Gladiator production totalled 746, with orders from Belgium, China, Eire, Greece, Latvia, Lithuania, Norway and Sweden covering 147 Gladiator Mk Is and 18 Mk ils. Gladiators were first issued in February 1937 to No. 72 Squadron at Church Fenton, and although most of the squadrons that received the type had been re-equipped with Hawker Hurricanes or Supermarine Spitfires by September 1939, some of their aircraft had been reissued to home-based auxiliary units, four of which were fully operational when war broke out. Two of them, Nos 607 and 615 Squadrons, were posted to France in November 1939 as part of the Advanced Air Striking Force. No. 263 Squadron, together with No. 804 Squadron, Fleet Air Arm, participated in the Norwegian campaign; and the handful of aircraft of Hal Far Fighter Flight and of No. 261 Squadron, took part in the defence of Malta between April and June 1940. In the Middle East Gladiators said service during the war with Nos 6, 33, 80, 94,112 and 127 Squadrons and with No. 3 Squadron, Royal Australian Air Force.
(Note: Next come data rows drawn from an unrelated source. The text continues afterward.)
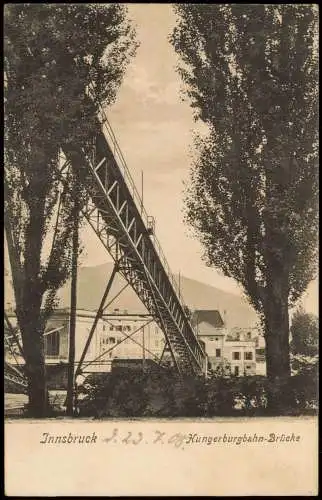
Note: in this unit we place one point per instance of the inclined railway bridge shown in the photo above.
(116, 213)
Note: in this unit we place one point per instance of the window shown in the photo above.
(52, 344)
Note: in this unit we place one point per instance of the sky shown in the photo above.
(154, 128)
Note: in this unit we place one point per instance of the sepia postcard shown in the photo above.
(160, 251)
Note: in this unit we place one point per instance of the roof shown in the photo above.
(212, 317)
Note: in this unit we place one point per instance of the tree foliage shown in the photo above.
(305, 333)
(52, 54)
(250, 72)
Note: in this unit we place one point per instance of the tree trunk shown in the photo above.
(38, 406)
(277, 347)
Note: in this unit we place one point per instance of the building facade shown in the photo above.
(232, 352)
(118, 335)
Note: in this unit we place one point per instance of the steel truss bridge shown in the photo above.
(116, 213)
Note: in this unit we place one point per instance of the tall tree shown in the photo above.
(250, 73)
(53, 52)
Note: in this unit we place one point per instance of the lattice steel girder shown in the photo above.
(117, 216)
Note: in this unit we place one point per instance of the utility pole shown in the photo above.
(73, 304)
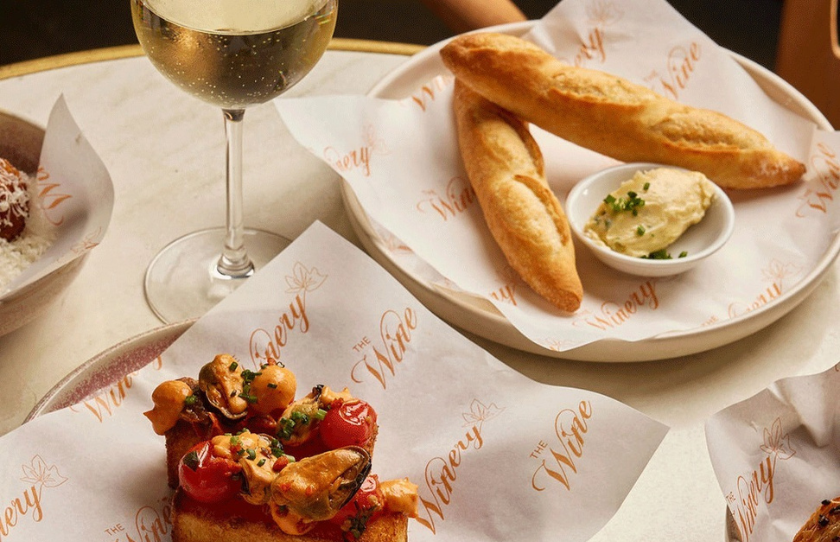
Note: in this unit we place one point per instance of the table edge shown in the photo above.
(126, 51)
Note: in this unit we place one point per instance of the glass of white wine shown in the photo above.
(232, 54)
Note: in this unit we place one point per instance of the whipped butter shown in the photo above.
(647, 213)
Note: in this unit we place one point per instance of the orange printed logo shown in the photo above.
(105, 403)
(757, 487)
(507, 292)
(679, 68)
(458, 198)
(357, 159)
(152, 523)
(615, 314)
(50, 197)
(88, 242)
(429, 92)
(38, 475)
(600, 13)
(441, 475)
(775, 273)
(394, 337)
(819, 194)
(570, 427)
(265, 345)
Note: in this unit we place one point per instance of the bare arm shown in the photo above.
(464, 15)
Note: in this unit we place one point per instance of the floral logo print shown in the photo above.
(304, 280)
(38, 473)
(776, 444)
(480, 413)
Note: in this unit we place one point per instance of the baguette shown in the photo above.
(613, 116)
(823, 525)
(505, 167)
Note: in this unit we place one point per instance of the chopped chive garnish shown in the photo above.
(191, 460)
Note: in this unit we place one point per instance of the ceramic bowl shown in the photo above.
(699, 242)
(20, 143)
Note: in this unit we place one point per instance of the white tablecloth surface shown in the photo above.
(165, 152)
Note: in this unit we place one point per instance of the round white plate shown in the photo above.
(108, 367)
(477, 315)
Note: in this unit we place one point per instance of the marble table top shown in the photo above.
(165, 152)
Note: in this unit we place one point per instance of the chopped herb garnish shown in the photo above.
(249, 376)
(658, 255)
(633, 203)
(300, 417)
(285, 428)
(191, 460)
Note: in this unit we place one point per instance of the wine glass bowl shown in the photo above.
(232, 54)
(244, 55)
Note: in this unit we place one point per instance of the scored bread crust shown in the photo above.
(613, 116)
(505, 168)
(191, 523)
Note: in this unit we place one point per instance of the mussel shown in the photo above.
(222, 383)
(315, 488)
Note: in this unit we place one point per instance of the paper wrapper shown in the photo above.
(401, 159)
(497, 456)
(74, 198)
(777, 455)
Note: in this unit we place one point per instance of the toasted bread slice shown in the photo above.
(237, 521)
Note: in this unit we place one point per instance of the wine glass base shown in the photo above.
(182, 281)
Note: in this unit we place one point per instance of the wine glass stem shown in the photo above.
(234, 262)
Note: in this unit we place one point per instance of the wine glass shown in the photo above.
(232, 54)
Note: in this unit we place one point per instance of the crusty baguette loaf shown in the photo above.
(823, 525)
(613, 116)
(505, 168)
(193, 522)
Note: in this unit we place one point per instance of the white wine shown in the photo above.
(234, 53)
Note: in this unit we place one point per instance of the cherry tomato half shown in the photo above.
(348, 424)
(365, 505)
(206, 477)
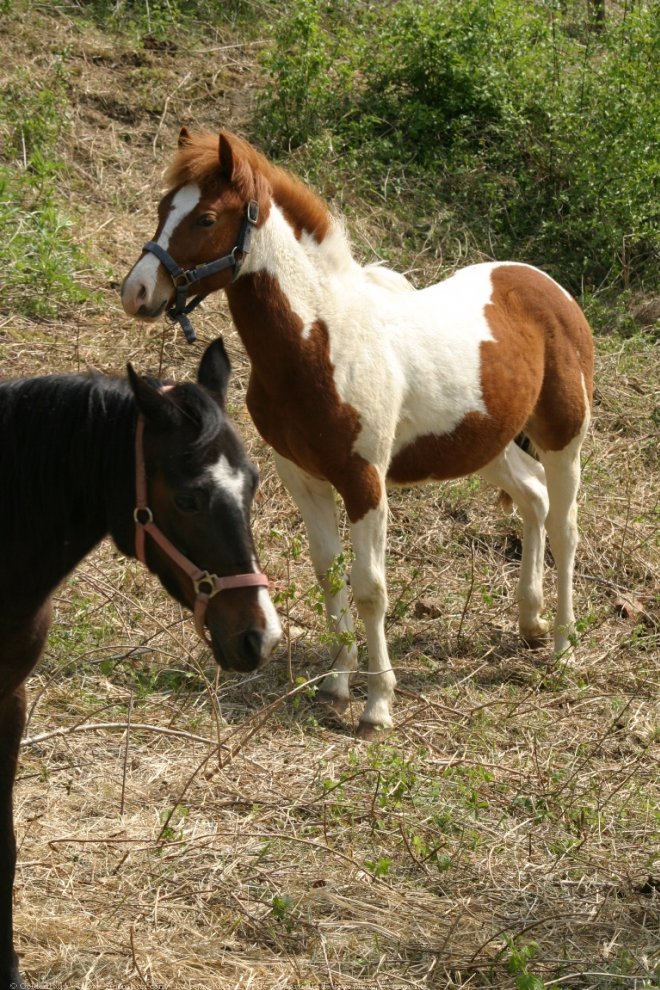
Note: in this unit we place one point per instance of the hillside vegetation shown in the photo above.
(505, 834)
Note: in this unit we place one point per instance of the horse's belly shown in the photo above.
(439, 456)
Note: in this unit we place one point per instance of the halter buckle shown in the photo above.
(203, 582)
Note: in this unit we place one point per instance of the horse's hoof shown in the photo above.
(338, 705)
(537, 636)
(369, 732)
(16, 981)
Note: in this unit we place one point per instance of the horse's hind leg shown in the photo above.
(523, 478)
(316, 500)
(19, 651)
(562, 472)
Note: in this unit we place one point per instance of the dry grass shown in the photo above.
(232, 836)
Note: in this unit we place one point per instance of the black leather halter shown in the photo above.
(184, 278)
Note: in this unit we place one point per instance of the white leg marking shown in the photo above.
(368, 581)
(272, 627)
(523, 478)
(316, 501)
(562, 470)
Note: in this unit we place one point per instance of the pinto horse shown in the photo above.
(162, 471)
(358, 381)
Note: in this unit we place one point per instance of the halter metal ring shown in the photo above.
(143, 515)
(207, 580)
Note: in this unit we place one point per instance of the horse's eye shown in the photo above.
(187, 501)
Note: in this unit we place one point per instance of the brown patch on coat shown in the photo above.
(531, 379)
(292, 396)
(203, 158)
(525, 296)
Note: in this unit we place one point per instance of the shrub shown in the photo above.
(533, 131)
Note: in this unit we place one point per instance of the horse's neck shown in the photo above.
(290, 282)
(68, 482)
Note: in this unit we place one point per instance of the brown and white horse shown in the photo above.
(359, 381)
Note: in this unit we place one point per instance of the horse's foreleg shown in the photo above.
(316, 501)
(562, 471)
(368, 582)
(523, 478)
(19, 651)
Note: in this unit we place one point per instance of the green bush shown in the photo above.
(529, 129)
(38, 257)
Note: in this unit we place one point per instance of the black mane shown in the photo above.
(66, 455)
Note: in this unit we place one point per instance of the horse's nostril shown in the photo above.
(251, 645)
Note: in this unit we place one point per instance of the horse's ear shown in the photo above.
(152, 402)
(214, 370)
(226, 155)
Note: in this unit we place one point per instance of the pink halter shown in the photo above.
(206, 585)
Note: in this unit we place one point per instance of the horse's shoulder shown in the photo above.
(386, 278)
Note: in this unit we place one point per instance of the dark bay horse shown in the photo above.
(165, 474)
(358, 381)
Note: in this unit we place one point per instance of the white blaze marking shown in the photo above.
(232, 482)
(184, 202)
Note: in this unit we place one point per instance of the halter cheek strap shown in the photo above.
(184, 278)
(205, 585)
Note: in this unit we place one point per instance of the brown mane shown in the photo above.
(197, 160)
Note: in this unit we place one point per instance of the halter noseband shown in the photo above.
(184, 278)
(206, 585)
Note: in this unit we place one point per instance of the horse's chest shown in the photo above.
(309, 426)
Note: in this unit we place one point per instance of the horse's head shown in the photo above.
(195, 516)
(219, 192)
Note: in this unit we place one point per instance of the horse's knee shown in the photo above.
(369, 589)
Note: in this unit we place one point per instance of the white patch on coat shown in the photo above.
(409, 361)
(183, 203)
(230, 480)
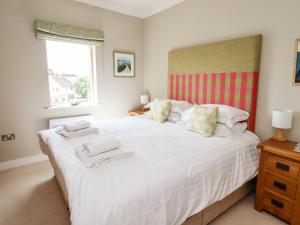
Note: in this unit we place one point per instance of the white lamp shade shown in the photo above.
(282, 118)
(144, 99)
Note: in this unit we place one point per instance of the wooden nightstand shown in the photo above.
(138, 111)
(278, 184)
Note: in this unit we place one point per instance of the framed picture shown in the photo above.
(124, 64)
(297, 63)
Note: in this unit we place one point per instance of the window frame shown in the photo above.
(92, 93)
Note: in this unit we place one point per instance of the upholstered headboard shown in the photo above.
(221, 73)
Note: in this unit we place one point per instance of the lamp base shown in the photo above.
(279, 135)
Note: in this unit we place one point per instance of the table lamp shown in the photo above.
(281, 119)
(144, 99)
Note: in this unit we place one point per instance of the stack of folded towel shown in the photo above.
(96, 153)
(76, 129)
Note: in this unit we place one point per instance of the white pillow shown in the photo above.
(180, 106)
(229, 115)
(203, 120)
(174, 117)
(186, 115)
(223, 130)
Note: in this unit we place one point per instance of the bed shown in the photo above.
(175, 177)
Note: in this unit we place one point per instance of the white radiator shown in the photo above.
(56, 122)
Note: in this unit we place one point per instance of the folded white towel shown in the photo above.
(100, 159)
(102, 145)
(78, 125)
(78, 133)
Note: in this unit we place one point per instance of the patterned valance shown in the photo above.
(69, 33)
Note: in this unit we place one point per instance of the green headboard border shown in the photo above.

In addition to No. 804 Squadron, Fleet Air Arm Sea Gladiator units included Nos. 769. 801, 802. 805, 813 and 855 Squadrons. After withdrawal from front-line units, the Gladiator continued in RAF use for communications, liaison and meteorological reconnaissance until 1944.  

Specifications (Gloster Gladiator Mk II)

Type: Single Seat Biplane Fighter

Design: H.P. Folland

Manufacturer: Gloster Aircraft Company

Powerplant: (SS.37) One 645 hp (481 kW) Bristol Mercury VIS radial engine. (Mk I) One 840 hp (626 kW) Bristol Mercury IX or IXS 9-cylinder radial engine. (Mk II) One 830 hp (619 kW) Briston Mercury VIIIA 9-cylinder radial engine.

Performance: Maximum speed 253mph (407km/h); initial climb rate 2,300 ft (700 m) per minute; service ceiling 33,000 ft (10060 m).

Range: (Mk I and II) 440 miles (708 km); (Sea Gladiator) 425 miles (684 km).

Weight: (Mk I and II) Empty 3,450 lbs (1565 kg) with a maximum take-off weight of 4,750 lbs (2155 kg). (Sea Gladiator) Empty 3,745 lbs (1699 kg) with a maximum take-off weight of 5,420 lbs (2459 kg).

Dimensions: (Mk I and II) Span 32 ft 3 in (9.85 m); length 27 ft 5 in (8.38 m); height 10 ft 4 in (3.17 m).

Armament: First 71 aircraft, two 7.7 mm (0.303 in) Vickers machine guns in the fuselage, one 7.7 mm (0.303 in) Lewis machine gun under each lower wing; subsequent aircraft had four 7.7 mm (0.303 in) Browning machine guns in same locations. Fuselage guns had 600 rounds per gun and wing guns had 400 rounds per gun.

Variants: Gloster SS.37 (prototype), Gloster Gladiator, Gloster Gladiator Mk I, Gloster Gladiator Mk II, Gloster Sea Gladiator.

Avionics: None.

History: First flight (SS.37) September 1934; (Gladiator 1) June 1936; (Sea Gladiator) 1938; service delivery March 1 937; final delivery April 1 940.

Operators: Belgium, China, Egypt. Finland, Greece, Iraq, Ireland, Latvia, Lithuania, Norway, Portugal, South Africa, Sweden, UK (RAF, RN).